Japan may have been cut off from the rest of civilization during the Edo period (1603-1867), they sure didn’t suffer when it came to food and had a surprisingly rich food culture. They had a vast and plentiful diet, that included many western imports. Over 300 cookbooks were written during the Edo Era. The following recipes, which are adaptations from Kyoikusha-shinsho’s fabulous Ryori no koten series, employ and highlight two fairly unusual ingredients for Japanese dishes of that era: black pepper and garlic.
Unusual Edo Tastes
There is an interesting story behind the black pepper. In 1609, a government official at the port of Hirado, southwest Japan, bought a large quantity of pepper from the Dutch. The Dutch were the only Westerners allowed to remain in the country after the Tokugawa government sealed Japan off from outside influence. Although pepper was a luxury item in those days, perhaps the official entertained the idea of promoting good ties or having a better import-export relationship with Holland. At any rate, this purchase might have been what led to the increasing availability and popularity of pepper during the Edo period.
These recipes originally caught my eye because I love all types of pepper and garlic!
I had some left-over black pepper rice, and fried it in a little oil the next day so that it was browned and crispy. Delicious! Whether you are on team rice cooker (my daughter), or team stove-top (me), this rice dish will come out perfectly either way.
BLACK PEPPER RICE
Serves 4-6
- 2 cups Japanese white rice, washed and drained
- ½ teaspoon fresh black peppercorns, coarsely cracked
- 2 tablespoons soy sauce
- 1 tablespoon sake (rice wine)
- 1 piece of konbu (kelp), 2 in by 2 in, wiped lightly with a damp cloth
Garnish:
- Shredded nori (seaweed)
Soak rice in water for up to 30 minutes before cooking. Rinse and drain. Mix the rice, black pepper, soy sauce, and sake in an electric rice cooker or large saucepan. Place the konbu on top and add enough water to cook the rice. Follow instructions if using an electric rice cooker, otherwise cook covered for 20 minutes or until the water is absorbed. Turn heat off. Let cooked rice rest for 10 minutes with cover on. Discard konbu. Serve in rice bowls, top generously with shredded nori, and eat immediately.
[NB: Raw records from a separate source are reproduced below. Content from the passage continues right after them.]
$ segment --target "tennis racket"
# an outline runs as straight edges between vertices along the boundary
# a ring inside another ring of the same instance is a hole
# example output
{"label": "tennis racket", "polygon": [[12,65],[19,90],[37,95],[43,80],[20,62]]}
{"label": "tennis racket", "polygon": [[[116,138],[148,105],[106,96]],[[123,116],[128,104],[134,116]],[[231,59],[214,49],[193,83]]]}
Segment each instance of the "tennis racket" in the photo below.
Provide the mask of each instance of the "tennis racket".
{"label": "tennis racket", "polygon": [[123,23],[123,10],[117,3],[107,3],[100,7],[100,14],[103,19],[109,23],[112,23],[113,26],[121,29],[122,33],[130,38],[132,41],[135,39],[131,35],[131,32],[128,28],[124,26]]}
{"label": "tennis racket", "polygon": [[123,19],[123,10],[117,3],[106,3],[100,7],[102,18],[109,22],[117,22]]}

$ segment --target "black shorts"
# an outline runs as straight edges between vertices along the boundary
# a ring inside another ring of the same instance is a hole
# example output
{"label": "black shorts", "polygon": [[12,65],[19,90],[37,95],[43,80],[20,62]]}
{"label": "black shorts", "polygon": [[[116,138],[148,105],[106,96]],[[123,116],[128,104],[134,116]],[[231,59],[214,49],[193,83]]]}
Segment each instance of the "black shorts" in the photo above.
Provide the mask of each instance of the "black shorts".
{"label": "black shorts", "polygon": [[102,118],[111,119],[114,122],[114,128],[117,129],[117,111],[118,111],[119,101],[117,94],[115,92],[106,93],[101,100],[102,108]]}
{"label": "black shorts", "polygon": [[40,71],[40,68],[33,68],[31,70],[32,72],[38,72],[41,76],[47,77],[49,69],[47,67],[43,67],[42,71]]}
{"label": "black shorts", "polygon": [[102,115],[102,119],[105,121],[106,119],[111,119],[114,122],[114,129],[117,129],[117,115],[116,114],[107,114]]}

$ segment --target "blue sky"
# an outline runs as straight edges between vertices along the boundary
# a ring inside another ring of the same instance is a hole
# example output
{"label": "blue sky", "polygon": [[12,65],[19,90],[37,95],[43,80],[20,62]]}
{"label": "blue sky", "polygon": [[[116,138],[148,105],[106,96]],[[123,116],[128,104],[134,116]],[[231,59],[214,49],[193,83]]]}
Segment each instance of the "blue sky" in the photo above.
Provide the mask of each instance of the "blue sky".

SHREDDED CHICKEN WITH JAPANESE RADISH
Serves 4-6
- 1 lb daikon (Japanese radish), peeled and cut into thick rounds
- ¾ lb boneless chicken breast with the skin, cut into chunks
- 3 tablespoons soy sauce
- 1 tablespoon sake
- Pinch of salt
- 1-½ tablespoons cornstarch
Garnishes:
- 1-2 cloves garlic, peeled and thinly sliced, or to taste
- ½ cup green onions, finely chopped
Place the cut daikon in a soup pot and lay the chicken on top. Cover with water. Bring to the boil, remove scum if necessary and cook, covered, for 10 minutes. Turn off the heat, take out the chicken, and discard the skin. Cool chicken briefly and shred it.
Add soy sauce to the soup pot and cook for a further 10-15 minutes with the lid off, or until softened. Take out the daikon and place in 4 or 6 serving bowls. To finish the sauce, turn heat down to low and add in the sake and salt. Combine the cornstarch with a little cold water to make a smooth paste and add to sauce to thicken it slightly, stirring until combined. Taste for seasoning and adjust if necessary.
Place the shredded chicken into the prepared sauce for a few minutes to reheat and then remove. Place the chicken on top of the daikon, pour a little sauce over it, and sprinkle with the garlic and green onions. Serve immediately.